Ironi terbesar dari kasus ini adalah bahwa lembaga yang seharusnya mengawasi jalannya demokrasi justru tersandung kasus korupsi. Bawaslu, sebagai pengawas pemilu, harus menjadi contoh integritas dan transparansi. Ketika kepercayaan publik terhadap lembaga pengawas demokrasi runtuh, maka demokrasi itu sendiri yang terancam.
Kasus ini juga mengingatkan kita bahwa tidak ada lembaga yang kebal dari potensi korupsi.
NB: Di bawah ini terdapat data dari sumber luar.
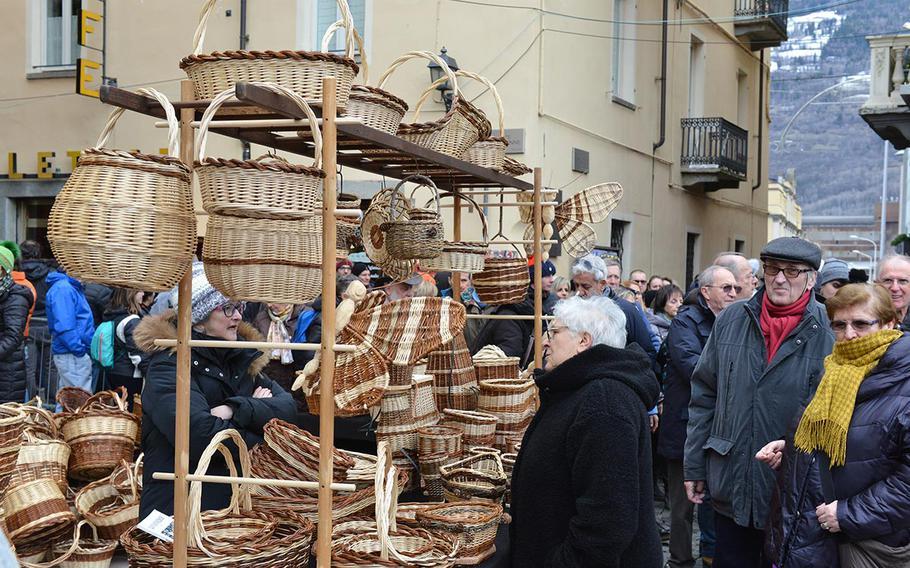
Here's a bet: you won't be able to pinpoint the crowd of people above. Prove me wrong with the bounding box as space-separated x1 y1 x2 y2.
0 233 910 568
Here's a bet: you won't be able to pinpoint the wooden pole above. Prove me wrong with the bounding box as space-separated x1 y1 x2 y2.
173 81 196 568
316 77 338 568
534 168 543 368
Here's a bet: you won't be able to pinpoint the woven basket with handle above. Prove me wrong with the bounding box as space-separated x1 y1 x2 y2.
180 0 359 108
47 89 196 291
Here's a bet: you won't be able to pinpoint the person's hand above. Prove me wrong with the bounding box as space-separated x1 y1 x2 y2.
253 387 272 398
685 479 705 505
755 440 787 469
211 404 234 420
815 501 840 532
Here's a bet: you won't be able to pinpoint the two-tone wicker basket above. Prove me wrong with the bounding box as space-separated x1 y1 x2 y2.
48 89 196 291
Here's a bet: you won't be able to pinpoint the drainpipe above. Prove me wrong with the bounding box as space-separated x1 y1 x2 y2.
654 0 668 152
752 49 765 191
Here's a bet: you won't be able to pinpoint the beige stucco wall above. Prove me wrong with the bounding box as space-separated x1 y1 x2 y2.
0 0 768 280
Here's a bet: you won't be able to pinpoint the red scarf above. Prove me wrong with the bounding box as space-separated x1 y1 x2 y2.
759 290 812 363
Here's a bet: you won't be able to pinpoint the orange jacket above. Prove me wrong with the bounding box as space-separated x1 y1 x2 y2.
12 270 38 337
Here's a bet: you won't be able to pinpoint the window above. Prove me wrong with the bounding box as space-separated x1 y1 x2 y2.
613 0 636 103
29 0 82 73
316 0 368 53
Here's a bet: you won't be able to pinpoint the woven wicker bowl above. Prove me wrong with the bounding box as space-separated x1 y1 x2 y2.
202 215 322 304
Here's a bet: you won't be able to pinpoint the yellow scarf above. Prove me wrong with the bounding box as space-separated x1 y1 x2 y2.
794 329 903 466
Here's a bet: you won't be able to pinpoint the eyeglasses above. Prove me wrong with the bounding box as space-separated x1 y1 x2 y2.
762 264 812 278
831 320 878 333
705 284 743 295
882 278 910 288
221 302 246 318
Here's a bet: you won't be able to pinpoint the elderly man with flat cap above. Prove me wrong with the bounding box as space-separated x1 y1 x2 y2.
683 237 834 568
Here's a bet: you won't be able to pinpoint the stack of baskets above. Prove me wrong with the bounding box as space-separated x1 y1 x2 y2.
195 83 326 304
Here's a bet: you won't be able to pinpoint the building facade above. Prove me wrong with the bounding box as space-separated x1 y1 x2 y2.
0 0 786 281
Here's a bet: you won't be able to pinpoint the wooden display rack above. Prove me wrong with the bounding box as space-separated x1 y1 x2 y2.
101 78 544 568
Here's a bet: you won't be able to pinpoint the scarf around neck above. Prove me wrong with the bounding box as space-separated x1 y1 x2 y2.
794 329 903 466
758 290 812 363
266 306 294 365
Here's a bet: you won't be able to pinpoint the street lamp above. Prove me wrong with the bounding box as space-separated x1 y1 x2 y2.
850 235 878 280
427 47 458 112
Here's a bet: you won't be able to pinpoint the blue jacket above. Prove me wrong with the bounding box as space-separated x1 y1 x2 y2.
45 272 95 357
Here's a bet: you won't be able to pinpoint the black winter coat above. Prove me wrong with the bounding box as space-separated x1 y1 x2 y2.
509 345 663 568
0 284 35 403
768 334 910 568
134 311 296 519
657 295 714 460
Pengawasan eksternal yang ketat, audit yang transparan, dan keberanian aparat penegak hukum untuk mengusut sampai tuntas adalah kunci untuk menjaga akuntabilitas lembaga-lembaga negara.
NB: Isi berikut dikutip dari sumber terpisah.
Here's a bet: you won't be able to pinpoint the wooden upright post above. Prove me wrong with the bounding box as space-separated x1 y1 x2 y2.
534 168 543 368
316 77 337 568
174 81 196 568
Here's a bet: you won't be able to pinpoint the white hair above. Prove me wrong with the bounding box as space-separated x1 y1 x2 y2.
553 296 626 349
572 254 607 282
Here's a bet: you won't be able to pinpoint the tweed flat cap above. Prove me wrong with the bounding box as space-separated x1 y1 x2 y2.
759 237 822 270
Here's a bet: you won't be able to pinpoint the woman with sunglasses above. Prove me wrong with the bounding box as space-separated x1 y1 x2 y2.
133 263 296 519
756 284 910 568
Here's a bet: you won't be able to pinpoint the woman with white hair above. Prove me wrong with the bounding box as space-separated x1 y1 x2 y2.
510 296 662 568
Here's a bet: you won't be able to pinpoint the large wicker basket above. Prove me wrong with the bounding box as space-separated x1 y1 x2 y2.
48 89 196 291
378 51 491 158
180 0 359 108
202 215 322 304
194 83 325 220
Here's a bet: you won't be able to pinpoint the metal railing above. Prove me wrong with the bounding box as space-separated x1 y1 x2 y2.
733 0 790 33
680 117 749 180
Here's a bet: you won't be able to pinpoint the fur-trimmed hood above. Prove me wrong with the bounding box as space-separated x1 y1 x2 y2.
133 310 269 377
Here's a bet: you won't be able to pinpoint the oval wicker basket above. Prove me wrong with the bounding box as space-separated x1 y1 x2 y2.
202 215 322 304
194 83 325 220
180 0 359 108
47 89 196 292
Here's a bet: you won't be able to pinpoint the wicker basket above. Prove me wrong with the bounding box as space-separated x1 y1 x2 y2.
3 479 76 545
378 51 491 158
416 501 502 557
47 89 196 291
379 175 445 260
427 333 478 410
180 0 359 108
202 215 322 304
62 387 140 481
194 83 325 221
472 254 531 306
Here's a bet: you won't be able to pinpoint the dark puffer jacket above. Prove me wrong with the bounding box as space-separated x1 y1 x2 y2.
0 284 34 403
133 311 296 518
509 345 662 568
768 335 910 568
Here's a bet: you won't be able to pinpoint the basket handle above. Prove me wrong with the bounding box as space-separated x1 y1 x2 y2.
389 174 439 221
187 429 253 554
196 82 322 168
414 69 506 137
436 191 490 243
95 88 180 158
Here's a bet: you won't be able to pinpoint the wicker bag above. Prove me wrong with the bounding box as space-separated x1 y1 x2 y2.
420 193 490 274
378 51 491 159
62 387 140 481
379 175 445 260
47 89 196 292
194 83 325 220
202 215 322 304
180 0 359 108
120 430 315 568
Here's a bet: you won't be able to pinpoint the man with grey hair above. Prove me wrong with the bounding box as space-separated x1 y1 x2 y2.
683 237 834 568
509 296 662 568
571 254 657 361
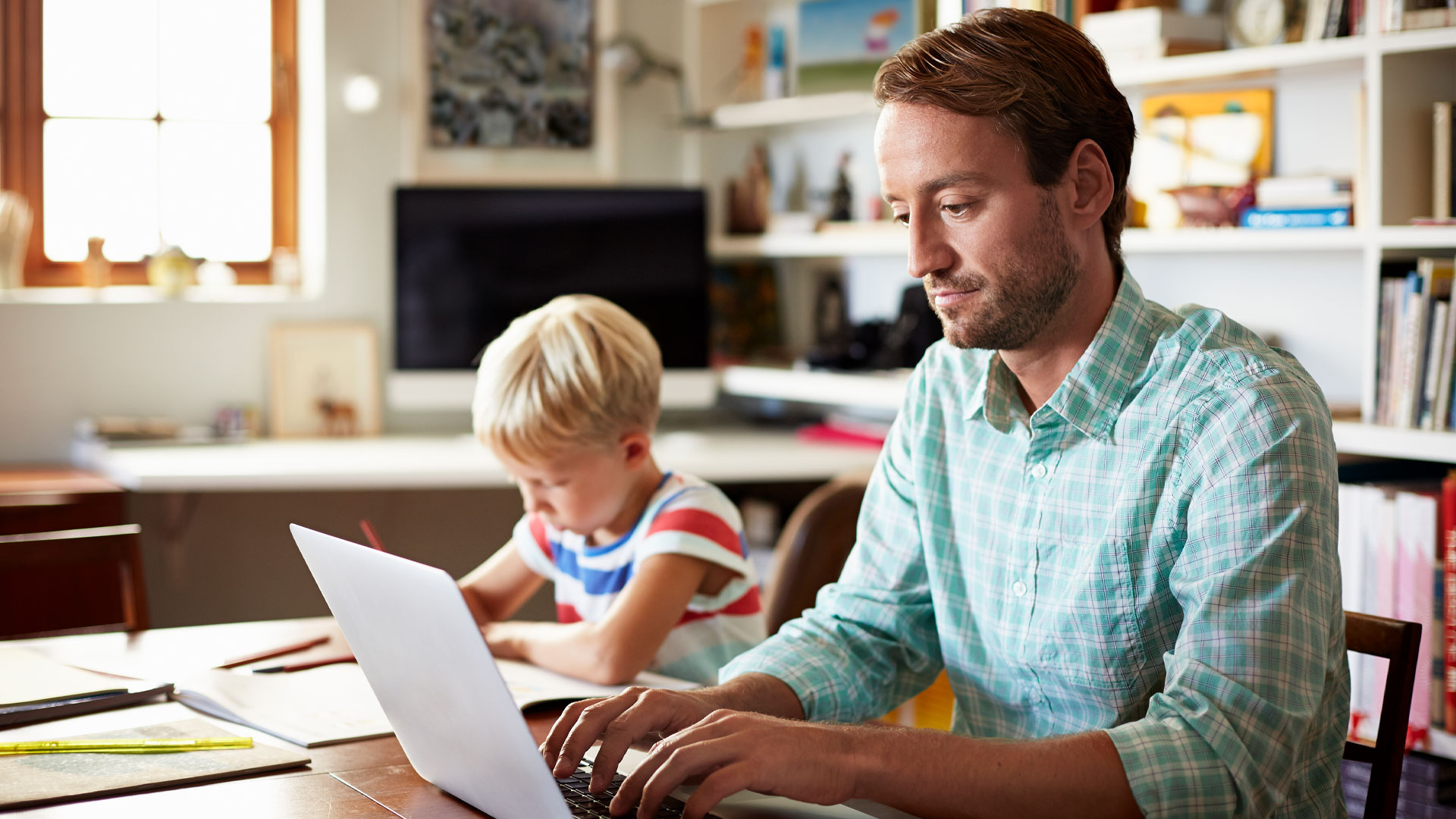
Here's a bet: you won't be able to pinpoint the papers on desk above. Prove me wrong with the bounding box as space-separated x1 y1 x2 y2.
172 661 698 748
0 720 309 809
0 647 172 726
172 663 393 748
Desakan untuk Kejaksaan Negeri Mesuji
Masyarakat Lampung, Kabupaten Mesuji khususnya, aktivis antikorupsi seperti GAKAR Lampung, dan publik luas mendesak Kejaksaan Negeri Mesuji untuk:
1. Tidak tergesa-gesa menutup perkara hanya dengan satu tersangka.
2. Memeriksa secara menyeluruh semua pihak yang memiliki kewenangan dalam pengelolaan dana hibah, termasuk Korsek.
3. Mengaudit trail keuangan secara detail untuk menemukan kemungkinan keterlibatan pihak lain.
4. Transparan dalam proses penyidikan agar publik bisa memantau dan memastikan tidak ada upaya perlindungan terhadap pihak tertentu.
5. Memproses siapa pun yang terbukti terlibat tanpa pandang bulu.
Keadilan bukan tentang mengorbankan satu orang untuk menutup kasus. Keadilan adalah tentang mengungkap kebenaran secara utuh dan memproses semua pelaku yang terlibat sesuai dengan porsi kesalahannya.
Kasus korupsi Dana Hibah Pilkada Mesuji adalah ujian bagi sistem penegakan hukum di daerah. Apakah kejaksaan akan puas dengan satu tersangka dan menutup perkara, atau akan menggali lebih dalam untuk memastikan tidak ada pelaku lain yang sujud syukur, ongkang ongkang kaki karena merasa lolos dari jerat hukum?
Masyarakat Mesuji dan Lampung menunggu jawaban itu. Bukan melalui retorika, tetapi melalui tindakan nyata berupa pemeriksaan menyeluruh terhadap semua pihak yang berpotensi terlibat, termasuk yang namanya kini mulai disorot, yakni AAR selaku Koordinator Sekretariat Bawaslu Kabupaten Mesuji.
Jika memang tidak terlibat, pemeriksaan akan membuktikannya. Tetapi jika terbukti terlibat, hukum harus ditegakkan tanpa pandang bulu. Itulah yang dimaksud dengan penegakan hukum yang adil dan tidak diskriminatif.
Rakyat berhak mendapat keadilan yang utuh, bukan keadilan yang setengah-setengah.